Above all, the king let them preach. This was key: Augustine had in mind more
than the conversion of a king: he wanted to set up an English church on the Roman
model, with ties to the pope and a clear hierarchy. Successful in his work of
evangelization, he divided England into territorial units (dioceses) headed by an
archbishop and bishops. Augustine himself became the first archbishop of
Canterbury. There he set up the model English ecclesiastical complex: a cathedral, a
monastery, and a school to train young clerics.
There was nothing easy or quick about the conversion of England to the Roman
brand of Christianity. Christian traditions there clashed over matters as large as the
organization of the church and as seemingly small as the date of Easter. Everyone
agreed that they could not be saved unless they observed the day of Christ’s
Resurrection properly and on the right date. But what was the right date? Each side
was wedded to its own view. A turning point came at the Synod of Whitby, organized
in 664 by the Northumbrian King Oswy to decide between the Roman and Irish
dates. When Oswy became convinced that Rome spoke with the very voice of Saint
Peter, the heavenly doorkeeper, he opted for the Roman calculation of the date and
embraced the Roman church as a whole.
The pull of Rome—the symbol, in the new view, of the Christian religion itself—
was almost physical. In the wake of Whitby, Benedict Biscop, a Northumbrian
aristocrat-turned-abbot and founder of two important English monasteries,
Wearmouth and Jarrow, made numerous arduous trips to Rome. He brought back
books, saints’ relics, liturgical vestments, and even a cantor to teach his monks the
proper melodies in a time before written musical notation existed. A century later, the
Anglo-Saxon monk Wynfrith changed his name to the more Roman-sounding
Boniface (672/675–754) after he went to Rome to get a commission from Pope
Gregory II (715–731) to preach the Word to people living east of the Rhine. Though
they were already Christian, their brand of Christianity was not Roman enough for
Saint Boniface.
As Roman culture confronted Anglo-Saxon, the results were particularly eclectic.

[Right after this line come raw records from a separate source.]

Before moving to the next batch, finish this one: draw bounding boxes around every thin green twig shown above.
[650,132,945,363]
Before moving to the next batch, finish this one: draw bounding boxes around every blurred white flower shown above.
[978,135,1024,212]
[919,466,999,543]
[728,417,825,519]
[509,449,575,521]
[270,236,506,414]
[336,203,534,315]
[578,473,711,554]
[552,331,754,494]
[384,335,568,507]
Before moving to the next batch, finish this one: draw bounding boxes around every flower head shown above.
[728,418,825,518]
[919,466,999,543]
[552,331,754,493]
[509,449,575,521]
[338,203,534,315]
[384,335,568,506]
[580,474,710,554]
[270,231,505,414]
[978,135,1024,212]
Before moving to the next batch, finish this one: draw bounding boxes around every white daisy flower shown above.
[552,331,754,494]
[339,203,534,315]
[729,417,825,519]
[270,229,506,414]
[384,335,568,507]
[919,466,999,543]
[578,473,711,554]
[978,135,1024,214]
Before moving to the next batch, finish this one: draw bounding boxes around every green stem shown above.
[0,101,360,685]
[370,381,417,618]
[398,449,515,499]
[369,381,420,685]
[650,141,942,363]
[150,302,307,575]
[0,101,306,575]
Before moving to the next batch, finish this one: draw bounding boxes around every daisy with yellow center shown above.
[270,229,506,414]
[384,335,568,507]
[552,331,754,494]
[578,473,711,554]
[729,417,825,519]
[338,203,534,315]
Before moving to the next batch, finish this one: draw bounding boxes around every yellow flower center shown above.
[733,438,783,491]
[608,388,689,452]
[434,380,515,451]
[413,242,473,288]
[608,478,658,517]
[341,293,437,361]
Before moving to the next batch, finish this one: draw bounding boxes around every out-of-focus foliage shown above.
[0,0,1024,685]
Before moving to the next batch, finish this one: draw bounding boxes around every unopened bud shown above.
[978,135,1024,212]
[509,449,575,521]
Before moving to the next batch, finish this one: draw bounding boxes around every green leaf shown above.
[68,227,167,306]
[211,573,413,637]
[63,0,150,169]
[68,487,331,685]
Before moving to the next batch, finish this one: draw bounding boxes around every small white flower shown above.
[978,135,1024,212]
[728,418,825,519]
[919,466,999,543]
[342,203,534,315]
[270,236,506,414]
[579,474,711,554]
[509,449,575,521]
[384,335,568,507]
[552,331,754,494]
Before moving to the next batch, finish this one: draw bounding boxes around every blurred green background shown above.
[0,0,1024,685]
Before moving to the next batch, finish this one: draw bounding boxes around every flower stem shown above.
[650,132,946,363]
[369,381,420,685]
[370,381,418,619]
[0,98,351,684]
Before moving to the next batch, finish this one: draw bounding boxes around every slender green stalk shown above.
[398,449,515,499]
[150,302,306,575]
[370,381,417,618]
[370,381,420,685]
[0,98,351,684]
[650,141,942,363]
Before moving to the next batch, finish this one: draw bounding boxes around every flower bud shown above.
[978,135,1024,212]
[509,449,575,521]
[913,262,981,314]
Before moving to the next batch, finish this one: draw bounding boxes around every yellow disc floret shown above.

This is best seen in the visual arts. The Anglo-Saxons, like other barbarian (and,
indeed, Celtic) tribes, had artistic traditions particularly well suited to adorning flat
surfaces. Belt buckles, helmet nose-pieces, brooches, and other sorts of jewelry of
the rich were embellished with semi-precious stones and enlivened with decorative
patterns, often made up of intertwining snake-like animals. A particularly fine
example is a buckle from Sutton Hoo (see Plate 2.4), perhaps the greatest
archaeological find from the Anglo-Saxon period.